High energy. Switching roles with the show director during an event in London last September.

What's your inner pace?

November 28, 2016

Last summer I was invited to a talent development offsite,  'women fit for success'. I very much enjoy and applaude these programmes and investments on the company's talents, but I do wonder whether tailoring programmes specifically for women doesn't make the problem of gender equality in the workplace even worse.

Nevertheless, I pack my overnight bag and off I go. The whole two days programme was very interesting, one thing in particular has hit a nerve, the pace calculator exercise. 

After a short networking lunch on day 2, that followed an intense morning and an even more packed day 1, we are asked to stand up from our chairs and start walking in circles around the room, following the pace that the workshop leader would indicate. 

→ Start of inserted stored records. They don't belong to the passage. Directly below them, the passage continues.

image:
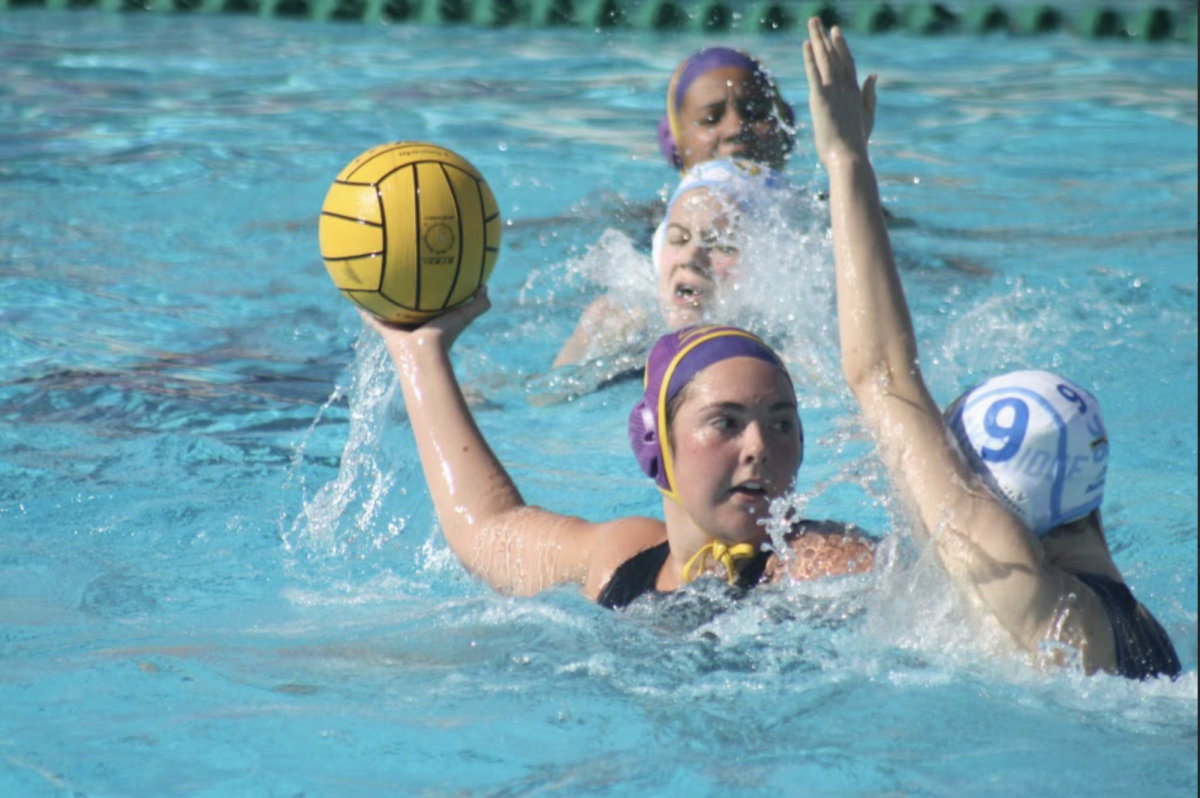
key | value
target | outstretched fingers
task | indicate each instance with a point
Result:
(817, 54)
(845, 60)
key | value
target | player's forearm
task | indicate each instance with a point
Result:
(876, 329)
(468, 485)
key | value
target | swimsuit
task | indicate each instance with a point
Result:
(639, 575)
(1144, 648)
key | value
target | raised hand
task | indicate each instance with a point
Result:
(843, 112)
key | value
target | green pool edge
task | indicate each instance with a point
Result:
(1150, 23)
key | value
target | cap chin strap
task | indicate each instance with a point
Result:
(723, 555)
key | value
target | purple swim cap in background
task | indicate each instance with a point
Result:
(673, 361)
(713, 58)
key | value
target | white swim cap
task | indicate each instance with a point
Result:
(744, 184)
(1038, 439)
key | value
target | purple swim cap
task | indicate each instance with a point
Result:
(714, 58)
(673, 361)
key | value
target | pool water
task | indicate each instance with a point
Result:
(220, 573)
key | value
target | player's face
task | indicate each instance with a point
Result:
(731, 113)
(700, 250)
(737, 444)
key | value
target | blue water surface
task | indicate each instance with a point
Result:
(220, 573)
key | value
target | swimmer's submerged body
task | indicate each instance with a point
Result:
(733, 444)
(1026, 544)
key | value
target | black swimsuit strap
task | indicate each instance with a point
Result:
(635, 576)
(1144, 648)
(639, 575)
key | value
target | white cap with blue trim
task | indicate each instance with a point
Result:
(1038, 439)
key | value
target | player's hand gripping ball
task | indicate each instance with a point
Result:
(409, 231)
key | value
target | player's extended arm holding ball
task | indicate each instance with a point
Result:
(514, 547)
(985, 547)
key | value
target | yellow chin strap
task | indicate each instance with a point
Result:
(723, 555)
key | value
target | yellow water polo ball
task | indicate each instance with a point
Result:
(409, 231)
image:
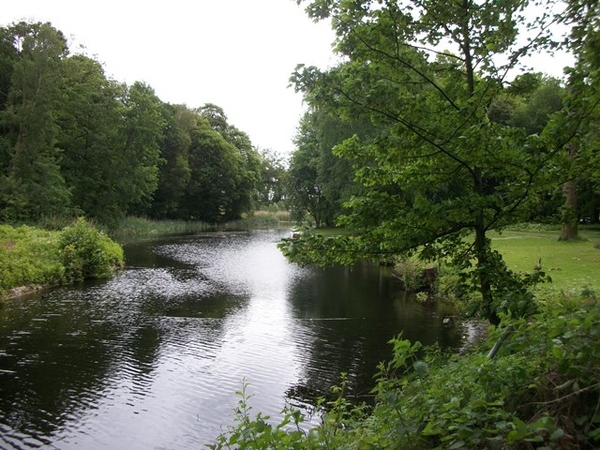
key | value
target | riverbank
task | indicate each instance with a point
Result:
(32, 258)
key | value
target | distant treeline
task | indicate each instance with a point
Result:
(74, 142)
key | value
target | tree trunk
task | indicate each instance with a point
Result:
(570, 218)
(485, 287)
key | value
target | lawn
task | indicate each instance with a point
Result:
(573, 266)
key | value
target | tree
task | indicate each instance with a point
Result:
(32, 185)
(576, 129)
(88, 137)
(439, 175)
(271, 189)
(248, 173)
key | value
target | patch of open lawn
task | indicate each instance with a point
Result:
(573, 265)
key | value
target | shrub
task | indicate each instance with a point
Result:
(88, 252)
(541, 390)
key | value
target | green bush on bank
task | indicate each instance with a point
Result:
(88, 253)
(541, 390)
(32, 256)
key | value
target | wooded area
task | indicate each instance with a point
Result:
(442, 134)
(74, 142)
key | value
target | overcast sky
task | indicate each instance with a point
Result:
(237, 54)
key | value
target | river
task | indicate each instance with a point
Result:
(152, 358)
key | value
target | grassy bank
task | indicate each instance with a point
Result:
(139, 228)
(573, 265)
(540, 390)
(32, 257)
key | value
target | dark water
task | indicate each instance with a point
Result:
(152, 358)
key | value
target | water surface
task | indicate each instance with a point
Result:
(152, 358)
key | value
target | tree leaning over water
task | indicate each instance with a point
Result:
(439, 175)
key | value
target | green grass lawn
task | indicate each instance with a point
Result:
(573, 266)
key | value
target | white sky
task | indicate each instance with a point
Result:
(237, 54)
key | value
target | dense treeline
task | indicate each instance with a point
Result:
(74, 142)
(440, 145)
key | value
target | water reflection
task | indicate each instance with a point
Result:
(153, 357)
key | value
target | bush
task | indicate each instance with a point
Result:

Mentally I wonder 'Seriously, with all the emails piling up in my inbox, my endless to do list, why are we doing this random exercise now?' It took fifteen minutes before realisation hit home and I saw how important is my inner pace, at any given time of the day, and how I could make that work to my benefit. 

So we keep walking in circles, slowly, then fast, then very fast trying to avoid collision with the other twenty ladies, then almost running, then very slowly, then we are asked to choose our pace and keep walking. 

My pace of choice that afternoon after lunch, from 1 to 5, where 1 is slowly walking as if you are admiring art in a museum and 5 is rushing for the train in heels, was 2/3. I felt uncomfortable with 4 and 5, almost annoyed, and so I did with 1 and 2. 

How would my mind and body perform when forced out of their natural pace in a particular moment?

Sunday walks.  

Sunday walks.  

Following the whereabouts of the youngest driver in the house. 

Following the whereabouts of the youngest driver in the house. 

Being a 'morning person' I know that would I have done the same exercise at 9am through to 12pm, I would have gone for 4 or even 5, at 5pm to 8pm probably as well, but after lunch? My mind needs focus and slow pace, as much as it needs adrenaline in the morning and early evening. Your 'inner pace' can also change depending on the time of the year, after a regenerating holiday you would probably choose a pace 5 throughout the day as much as after a long year and a particularly tiring patch (erm) you would probably want to hide under the duvet, no I meant choose a pace 1/2 more often.

Our take away, you have guessed it, was to learn to tailor our days, workload, tasks, based on our personal natural pace. Not that often we are given the choice (hello 1pm meetings) but knowledge and self awareness always make you score higher.

M.

 

 

Walking down the Zurich lake on a Sunday in October during a 'pace 1' afternoon, reminded me of the funny picture below someone shared with me. 

Walking down the Zurich lake on a Sunday in October during a 'pace 1' afternoon, reminded me of the funny picture below someone shared with me.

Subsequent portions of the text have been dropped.